So... those of youi already using FBReader, where do you recommend? What format? What do we need to avoid? Can we buy books or are we limited to what's available free?
Well, if you are a fan of Science Fiction, there is also the Baen Free Library. It has a collection of free books from current authors, like David Drake, David Weber, Eric Flint and John Ringo. I have also bought books from Baen's site.

For example I can find a number of places selling books on this list - are they all encryption free? Or do I have to avoid the ones marked 'secure' (which cuts down their listing considerably!)

And within that - what is good to read there? (Yes, I know that's utterly subjective... I'm curious what people are reading on maemo devices!)

I'm excited that the reader has made it to 'extras' having promised myself no more 'testing' apps till I've given feedback.
I have had pretty good luck with mobi and epub formats.
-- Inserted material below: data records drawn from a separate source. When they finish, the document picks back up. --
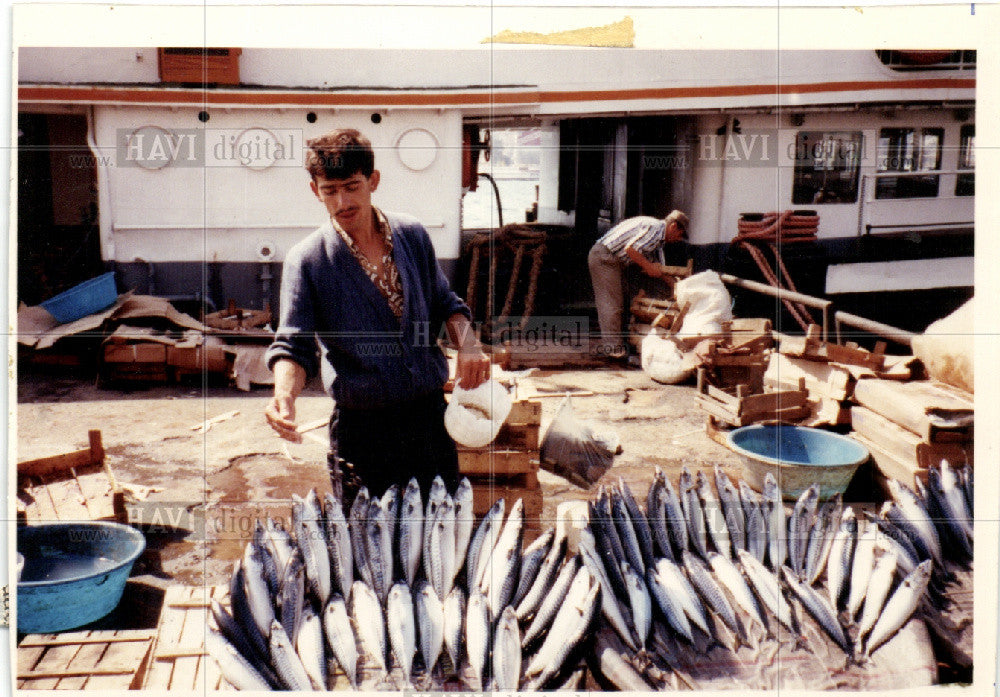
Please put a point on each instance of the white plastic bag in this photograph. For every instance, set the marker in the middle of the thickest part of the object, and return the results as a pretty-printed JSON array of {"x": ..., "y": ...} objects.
[
  {"x": 709, "y": 303},
  {"x": 662, "y": 360},
  {"x": 474, "y": 417}
]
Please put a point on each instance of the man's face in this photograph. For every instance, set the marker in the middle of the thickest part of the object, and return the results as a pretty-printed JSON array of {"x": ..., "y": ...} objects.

Another application which I run on my desktop is an ebook library manager called Calibre. From the user manual:

calibre is an e-book library manager. It can view, convert and catalog e-books in most of the major e-book formats. It can also talk to a few e-book reader devices. It can go out to the internet and fetch metadata for your books. It can download newspapers and convert them into e-books for convenient reading. It is cross platform, running on Linux, Windows and OS X.
It is nice because you can convert various formats, including pdf and html to epub or mobi, and upload to your device (I use scp to copy books over). A cross section of my books include leisure reading like the Baen books, conversions of PDFs and html on various subjects including Linux administration, high performance computing, and security, and a couple of public domain books.